This partnership in the natural gas business was a winner for both parties. Huffington got rich enough to overwhelm political opponents with television ads; the dictators were able to finance troops who repressed demands for human rights. The losers in this deal were 200 million Indonesians, who continue to suffer under brutal military rule - and American taxpayers who subsidized the deal through the World Bank.

The key to Huffington's wealth is Huffco, the production company his father, geologist Roy Huffington, formed with Texas investors after discovering natural gas in Indonesia in 1968. In 1971 Huffco formed a partnership with Pertamina, Indonesia's state-owned energy company. When Roy Huffington sold Huffco to a Taiwanese consortium in 1990 it was worth an estimated $650 million. Michael Huffington, who was vice president and vice chairman of Huffco from 1978 to 1990, took his $70 million cut and ran. He first ran for the House of Representatives, spending a record $5.4 million to win a seat in 1992. Now, in his Senate race, he's setting more records.

So what's the problem?

What's wrong with this? After all, most countries have a state-owned energy company, which forms partnerships with foreign firms and share profits from natural resources. But as we learned while conducting research for our recent report ``Financing Repression,'' the Indonesian Army controls large sectors of the economy, including Pertamina and the primary industries on East Timor. Indonesia invaded East Timor in 1975 and still occupies it in defiance of the United Nations. Top officers serve in the management of state-owned and even private businesses, and skim off money both for their private profit and to pay and arm troops. The troops are used to attack workers bargaining for pay raises, and to close newspapers that write about the military.

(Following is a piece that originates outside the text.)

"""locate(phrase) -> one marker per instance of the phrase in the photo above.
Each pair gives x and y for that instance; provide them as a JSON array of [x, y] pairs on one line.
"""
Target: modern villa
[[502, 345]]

Pertamina was directly controlled by the Army from its establishment in 1968 until 1988, when a civilian head was appointed. Yet Pertamina's profits continue to be channelled to the Army through the payment of ``directors' fees'' to generals. A spokesman for Huffington told us that ``one can't say at any given time what kind of government there is'' in Indonesia. It is unlikely that Huffington didn't know how crucial Pertamina was to the armed forces and how important they were to keeping order so Pertamina and Huffco could operate.

Huffco administrators certainly knew something about the need to control dissent in Indonesia. The company illegally exported shock batons, billy clubs, and handcuffs to Indonesia in the 1980s, as reported by the Wall Street Journal and confirmed in Commerce Department documents. Huffco admitted the violation and paid a $250,000 fine. In his recent appearance on ``Larry King Live,'' Huffington claimed these items were exported to Huffco's own employees for their security, and not to the Indonesian armed forces or police.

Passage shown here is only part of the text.